Maultaschen (“mouth pockets”) from Swabia, Germany

(The photo of the Maultaschen in broth is by Matthias Haupt)

When I lived in Germany, my favourite cuisine from the country was easily that of Baden-Württemberg. As I am someone who eats little meat, I loved the vegetarian options from the region, including a variety of spätzle and the vegetarian Maultaschen.

Maultaschen, which translates directly as “mouth pockets” (The word “maul” is possibly a short form of Maulbronn, so they could be “Maulbronn pockets), are a meal unto themselves. These pockets are made with a very thin wheat-and-semolina based dough and contain a filling. Traditionally this filling consists of mincemeat. For those who are not a fan of meat (or don’t eat it for whatever reason), the vegetarian options are also just as popular and are easy to find. The most common of these alternatives is the spinach variety. For this post, we will be looking at the traditional Maultaschen. Don’t worry vegetarians! I will be sure to post the spinach alternative very soon.

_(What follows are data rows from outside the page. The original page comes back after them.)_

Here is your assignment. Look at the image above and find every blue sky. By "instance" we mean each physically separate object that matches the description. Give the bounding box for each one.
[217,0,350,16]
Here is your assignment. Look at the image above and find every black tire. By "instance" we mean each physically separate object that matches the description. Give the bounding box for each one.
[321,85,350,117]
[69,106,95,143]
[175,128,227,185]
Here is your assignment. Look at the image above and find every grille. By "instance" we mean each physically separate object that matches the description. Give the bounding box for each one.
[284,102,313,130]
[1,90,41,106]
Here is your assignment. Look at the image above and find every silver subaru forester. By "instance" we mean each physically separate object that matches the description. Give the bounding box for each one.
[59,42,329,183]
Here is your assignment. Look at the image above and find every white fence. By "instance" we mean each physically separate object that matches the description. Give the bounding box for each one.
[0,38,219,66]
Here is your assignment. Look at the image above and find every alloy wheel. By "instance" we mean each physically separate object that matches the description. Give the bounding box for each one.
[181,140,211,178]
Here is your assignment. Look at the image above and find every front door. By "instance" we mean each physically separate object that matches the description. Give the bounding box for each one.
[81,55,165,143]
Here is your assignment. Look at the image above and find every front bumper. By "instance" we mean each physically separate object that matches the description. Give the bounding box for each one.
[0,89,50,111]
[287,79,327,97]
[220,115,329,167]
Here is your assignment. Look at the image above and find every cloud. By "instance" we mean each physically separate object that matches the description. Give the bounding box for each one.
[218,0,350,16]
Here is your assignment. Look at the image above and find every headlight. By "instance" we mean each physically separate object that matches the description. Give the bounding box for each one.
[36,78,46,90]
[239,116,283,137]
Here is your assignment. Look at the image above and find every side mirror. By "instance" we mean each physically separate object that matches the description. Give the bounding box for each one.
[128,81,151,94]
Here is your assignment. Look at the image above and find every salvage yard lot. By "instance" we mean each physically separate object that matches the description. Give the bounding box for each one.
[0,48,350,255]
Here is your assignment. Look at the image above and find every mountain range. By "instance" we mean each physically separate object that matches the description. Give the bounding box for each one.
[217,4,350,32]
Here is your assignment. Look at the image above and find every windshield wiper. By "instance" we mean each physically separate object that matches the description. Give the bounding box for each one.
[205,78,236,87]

The following amounts are for four portions:

Let’s start with the ingredients for the dough:

2 Eggs (small to medium)

200 g flour – UK/EU: Type 00 or 405, Rest of world: either a course wheat flour for everyday use or a pastry flour

30 g Durum wheat semolina


Ingredients for the traditional filling:

2 bread rolls (from the previous day – i.e. somewhat stale)

100 mL whipping cream

400 g onions

1 tablespoon butter

1 bunch of flat-leaf parsley (approx 70 g)

Salt, pepper, sugar

300 g minced meat (mixed is fine)

200 g bratwurst sausage meat – you can also squeeze the meat out from a sausage with casing if you don’t have any loose meat handy

2 tablespoons breadcrumbs


1 teaspoon marjoram

1 L strong stock (traditionally beef)

1/2 bunch of chives


  1. To make the dough, whisk the eggs with 3-4 tablespoons of water. Mix the flour, semolina and a good pinch of salt until it forms a strong, smooth dough. Knead the dough vigorously on a floured work surface for 1 minute. Cover and let it sit for 30 minutes.
  2. Cut the bread into thin slices and place it into a bowl. Heat the cream and pour it over the bread rolls. Finely dice the onions. Melt the butter in a pan and add the onions, sautéing them until translucent. Wash the parsley, finely chop the stems, add to the onions and steam for 3-4 minutes. Season with salt, pepper and a pinch of sugar and leave to cool.
  3. Mix the mincemeat, Bratwürst sausage meat, rolls, breadcrumbs, eggs and onions in a bowl until it becomes smooth. Season well with salt, pepper, nutmeg and marjoram. Cover and place in the fridge to chill.
  4. Divide the dough into 3 portions. Roll out 1 portion on the floured work surface 2 mm (~7/100 of an inch) thin to approx. 42×30 cm (~16.5×12 inches). Place the batter on a kitchen towel. Spread1/3 of the filling onto the dough. Using a kitchen towel, roll the dough loosely from the long side. Use the handle of a wooden spoon to divide the roll into 4 equal pieces, pressing the dough firmly into place. Separate the pieces with a knife. Process the remaining dough and filling in the same way. Unlike ravioli, the dough does not have to completely enclose the filling. It will stick together enough that it won’t fall apart while cooking. These are your Maultaschen
  5. Heat the (beef) stock. At the same time bring the salted water to the boiling point, reduce the heat while simultaneously adding the Maultaschen and let the Maultaschen simmer for 10 minutes (do not boil!). Drain. Cut the chives into small rolls.
  6. Serve the Maultaschen in a little beef stock sprinkled with chives.

Alternative serving method: instead of serving in a broth, which would then be eaten with a spoon, you could also serve it directly on a plate with other side dishes. A typical traditional side dish for the Swabian dish is Swabian potato salad. Other options include salad and spinach. You could also go a step further and lightly fry the Maultaschen, cut them into strips and add bits of hard-boiled to it.

I hope you enjoyed this translation of the German recipe (found here: und lass es Euch schmecken!